Although most of the companies I choose in the London Stock Exchange (LSE) are based in the UK, every now and then I find a promising company listed on the LSE based abroad. These companies often do not qualify as FTSE voters and, as such, go unnoticed. But every once in a while I find a gem.
Sometimes companies that promise unrealistically high dividends have an inconsistent payment history. Either that, or their share price is negatively affected because high dividend payments mean they don't invest properly in the business.
However, a remote LSE-listed company with a high dividend yield caught my eye: People's Bank of Kazakhstan (LSE:HSBK).
Casting my network abroad
The 100-year-old bank offers retail, corporate and investment banking services to individuals and businesses in Kazakhstan, Russia, Kyrgyzstan, Tajikistan, Georgia and Uzbekistan. It is the largest bank in Kazakhstan, with 570 branches and an extensive list of services, including securities trading, foreign exchange, property management and insurance.

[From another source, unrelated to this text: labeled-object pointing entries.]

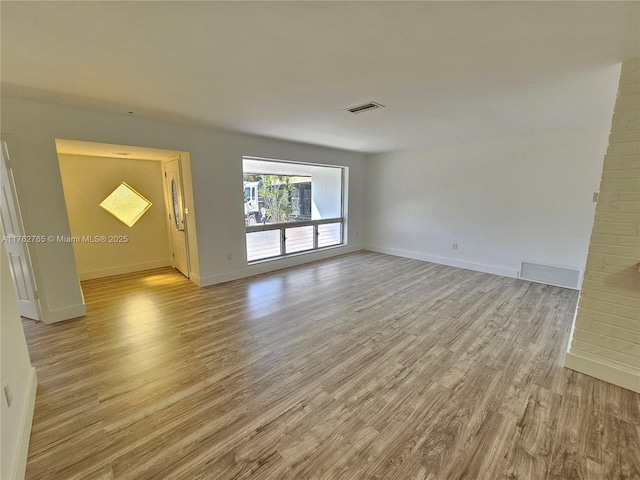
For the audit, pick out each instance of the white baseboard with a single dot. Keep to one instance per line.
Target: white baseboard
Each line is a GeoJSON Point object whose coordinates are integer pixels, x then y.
{"type": "Point", "coordinates": [195, 279]}
{"type": "Point", "coordinates": [451, 262]}
{"type": "Point", "coordinates": [602, 369]}
{"type": "Point", "coordinates": [66, 313]}
{"type": "Point", "coordinates": [273, 265]}
{"type": "Point", "coordinates": [20, 462]}
{"type": "Point", "coordinates": [136, 267]}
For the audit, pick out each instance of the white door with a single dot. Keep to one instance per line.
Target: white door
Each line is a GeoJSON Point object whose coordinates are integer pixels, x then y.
{"type": "Point", "coordinates": [12, 229]}
{"type": "Point", "coordinates": [177, 221]}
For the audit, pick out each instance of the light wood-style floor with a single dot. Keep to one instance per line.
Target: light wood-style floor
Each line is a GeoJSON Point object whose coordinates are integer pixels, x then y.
{"type": "Point", "coordinates": [364, 366]}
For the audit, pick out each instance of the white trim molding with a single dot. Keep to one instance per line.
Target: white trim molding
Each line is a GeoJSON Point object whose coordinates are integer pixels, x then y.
{"type": "Point", "coordinates": [603, 369]}
{"type": "Point", "coordinates": [67, 313]}
{"type": "Point", "coordinates": [20, 462]}
{"type": "Point", "coordinates": [451, 262]}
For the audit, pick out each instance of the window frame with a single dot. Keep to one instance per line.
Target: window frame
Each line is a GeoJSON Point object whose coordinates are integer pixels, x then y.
{"type": "Point", "coordinates": [282, 227]}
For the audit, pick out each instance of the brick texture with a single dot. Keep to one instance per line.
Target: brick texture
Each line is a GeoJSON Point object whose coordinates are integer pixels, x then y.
{"type": "Point", "coordinates": [607, 326]}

But what caught my attention the most was the impressive dividend yield of 15% with a payout ratio of 41%. Statistics like these tend to raise my skepticism radar, but Halyk Bank appears to operate a solid business, with a reasonable balance sheet and impressive profits.
It's true that there was some instability when Halyk Bank started paying dividends. Notably, the bank did not pay dividends in 2016 and 2017. However, since 2018, payouts have become increasingly consistent with yields growing year on year from 6% to 15%.
Balance sheet
As a financial institution, Halyk Bank has some red flags on its balance sheet. As is usual with banks, the credit situation is of critical importance. Unfortunately, Halyk has a fairly high level of bad loans, at 7.8%, and no bad loan reserves have been reported.

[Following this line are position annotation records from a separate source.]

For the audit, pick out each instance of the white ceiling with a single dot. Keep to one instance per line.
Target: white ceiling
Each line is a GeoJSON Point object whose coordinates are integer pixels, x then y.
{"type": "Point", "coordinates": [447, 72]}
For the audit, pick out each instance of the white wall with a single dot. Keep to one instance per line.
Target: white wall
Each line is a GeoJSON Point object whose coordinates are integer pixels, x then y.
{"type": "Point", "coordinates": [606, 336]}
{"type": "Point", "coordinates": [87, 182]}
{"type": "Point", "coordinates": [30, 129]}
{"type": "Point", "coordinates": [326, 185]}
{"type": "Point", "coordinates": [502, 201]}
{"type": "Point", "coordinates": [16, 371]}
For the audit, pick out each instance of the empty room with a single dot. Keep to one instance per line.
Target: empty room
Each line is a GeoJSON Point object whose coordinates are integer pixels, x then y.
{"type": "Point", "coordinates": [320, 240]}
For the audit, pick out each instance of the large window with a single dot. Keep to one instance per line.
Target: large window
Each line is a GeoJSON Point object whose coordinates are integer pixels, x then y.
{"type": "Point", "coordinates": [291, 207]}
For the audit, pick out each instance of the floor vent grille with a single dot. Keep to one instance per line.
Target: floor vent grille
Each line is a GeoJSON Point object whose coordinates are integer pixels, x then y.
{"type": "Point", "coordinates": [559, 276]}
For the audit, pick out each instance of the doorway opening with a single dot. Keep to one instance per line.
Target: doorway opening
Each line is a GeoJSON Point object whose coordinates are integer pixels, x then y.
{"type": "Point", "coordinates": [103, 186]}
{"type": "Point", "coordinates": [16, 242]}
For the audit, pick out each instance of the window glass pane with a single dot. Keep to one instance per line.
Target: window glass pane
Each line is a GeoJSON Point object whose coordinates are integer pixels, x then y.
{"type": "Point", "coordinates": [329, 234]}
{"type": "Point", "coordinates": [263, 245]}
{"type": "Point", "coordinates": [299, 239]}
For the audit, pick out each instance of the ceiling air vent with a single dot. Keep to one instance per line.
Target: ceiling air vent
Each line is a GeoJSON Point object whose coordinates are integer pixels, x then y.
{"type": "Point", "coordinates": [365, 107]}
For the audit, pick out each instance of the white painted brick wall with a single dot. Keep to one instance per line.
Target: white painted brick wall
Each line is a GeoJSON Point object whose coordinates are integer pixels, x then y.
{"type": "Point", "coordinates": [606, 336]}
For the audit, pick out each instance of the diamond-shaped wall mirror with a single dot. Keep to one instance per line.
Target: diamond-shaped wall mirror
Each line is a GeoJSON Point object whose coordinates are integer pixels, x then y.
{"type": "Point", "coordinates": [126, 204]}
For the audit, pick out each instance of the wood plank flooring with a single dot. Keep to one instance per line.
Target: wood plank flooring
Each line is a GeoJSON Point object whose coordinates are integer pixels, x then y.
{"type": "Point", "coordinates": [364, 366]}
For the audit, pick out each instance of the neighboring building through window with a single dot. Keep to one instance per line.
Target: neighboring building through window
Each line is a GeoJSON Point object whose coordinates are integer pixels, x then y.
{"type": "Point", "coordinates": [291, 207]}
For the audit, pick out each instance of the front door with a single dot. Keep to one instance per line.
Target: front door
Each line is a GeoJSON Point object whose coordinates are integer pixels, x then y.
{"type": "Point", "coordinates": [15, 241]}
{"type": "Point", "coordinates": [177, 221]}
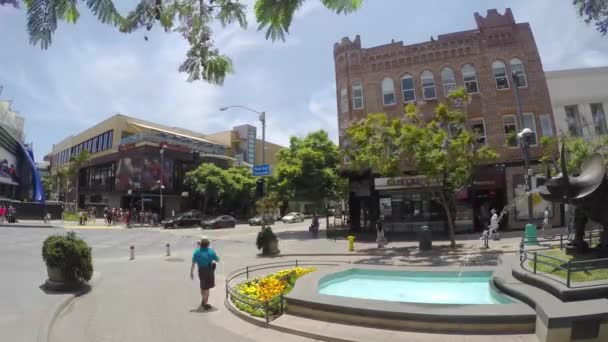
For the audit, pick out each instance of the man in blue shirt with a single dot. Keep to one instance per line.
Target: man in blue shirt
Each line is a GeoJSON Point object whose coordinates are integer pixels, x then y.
{"type": "Point", "coordinates": [205, 258]}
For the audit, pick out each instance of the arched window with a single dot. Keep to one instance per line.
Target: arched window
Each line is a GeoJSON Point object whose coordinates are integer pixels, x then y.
{"type": "Point", "coordinates": [469, 76]}
{"type": "Point", "coordinates": [517, 67]}
{"type": "Point", "coordinates": [344, 100]}
{"type": "Point", "coordinates": [428, 85]}
{"type": "Point", "coordinates": [388, 91]}
{"type": "Point", "coordinates": [449, 81]}
{"type": "Point", "coordinates": [357, 95]}
{"type": "Point", "coordinates": [407, 85]}
{"type": "Point", "coordinates": [499, 69]}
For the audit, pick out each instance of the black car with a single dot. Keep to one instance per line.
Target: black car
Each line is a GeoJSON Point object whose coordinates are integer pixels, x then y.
{"type": "Point", "coordinates": [187, 219]}
{"type": "Point", "coordinates": [257, 220]}
{"type": "Point", "coordinates": [224, 221]}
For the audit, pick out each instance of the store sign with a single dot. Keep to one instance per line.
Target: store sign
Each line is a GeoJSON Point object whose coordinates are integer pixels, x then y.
{"type": "Point", "coordinates": [403, 182]}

This puts the bank in a risky position if it discovers that it cannot collect from debtors.
On the plus side, the bank's £3.82bn in equity far exceeds its £2.73bn debt. This leaves it with an acceptable debt-to-equity ratio of 72%. Profits grew 25% over the past year and are expected to continue growing at around 12% annually.

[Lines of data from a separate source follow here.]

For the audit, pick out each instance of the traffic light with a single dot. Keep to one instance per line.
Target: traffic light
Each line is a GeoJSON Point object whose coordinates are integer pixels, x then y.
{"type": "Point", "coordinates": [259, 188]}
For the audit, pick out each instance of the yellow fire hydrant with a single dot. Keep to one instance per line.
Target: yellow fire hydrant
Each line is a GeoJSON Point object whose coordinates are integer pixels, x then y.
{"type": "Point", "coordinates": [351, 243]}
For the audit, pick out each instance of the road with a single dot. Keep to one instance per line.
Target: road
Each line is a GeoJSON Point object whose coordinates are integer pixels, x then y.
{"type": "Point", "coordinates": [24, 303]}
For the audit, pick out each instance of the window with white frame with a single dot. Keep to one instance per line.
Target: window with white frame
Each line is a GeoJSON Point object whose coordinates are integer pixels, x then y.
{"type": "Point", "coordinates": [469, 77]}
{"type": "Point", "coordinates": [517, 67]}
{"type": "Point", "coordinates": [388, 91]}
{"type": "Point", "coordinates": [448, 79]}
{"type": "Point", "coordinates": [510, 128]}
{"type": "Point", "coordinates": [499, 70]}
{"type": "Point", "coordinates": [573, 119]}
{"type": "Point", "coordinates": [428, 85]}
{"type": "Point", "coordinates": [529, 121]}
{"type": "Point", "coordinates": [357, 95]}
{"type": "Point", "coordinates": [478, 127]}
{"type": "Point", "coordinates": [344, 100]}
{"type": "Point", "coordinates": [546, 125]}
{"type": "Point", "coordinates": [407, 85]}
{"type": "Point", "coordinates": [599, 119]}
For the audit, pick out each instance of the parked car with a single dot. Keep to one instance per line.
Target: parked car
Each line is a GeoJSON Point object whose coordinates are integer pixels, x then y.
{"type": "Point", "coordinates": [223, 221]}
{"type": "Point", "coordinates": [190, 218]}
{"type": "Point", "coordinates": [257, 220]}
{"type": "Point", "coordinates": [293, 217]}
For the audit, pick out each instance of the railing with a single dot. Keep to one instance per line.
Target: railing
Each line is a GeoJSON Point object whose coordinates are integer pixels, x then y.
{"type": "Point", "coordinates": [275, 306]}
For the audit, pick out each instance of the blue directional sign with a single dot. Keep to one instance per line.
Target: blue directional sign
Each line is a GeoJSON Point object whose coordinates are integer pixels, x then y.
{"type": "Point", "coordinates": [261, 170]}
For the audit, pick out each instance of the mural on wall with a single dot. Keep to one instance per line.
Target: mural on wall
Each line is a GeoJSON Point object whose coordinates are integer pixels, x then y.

However, revenue is only forecast to grow by 2.8%, below the UK average.
Regarding the broader sector, Fitch Ratings has maintained a neutral outlook for EMEA Islamic banks in 2024. The agency says overall growth has returned to pre-pandemic levels, and quality is expected to remain stable and profitability continues.
Take advantage of emerging markets
A relatively unknown bank in a foreign country may not be everyone's first investment choice, but I like my odds with Halyk Bank. It has a long history with no notable controversies and could be very profitable if dividend payments remain consistent.
I believe Halyk Bank shares would add an additional level of diversity to my portfolio, exposing me to a burgeoning overseas market that has growth potential.
Now I just need to find a broker who deals in securities listed on the LSE International Order Book.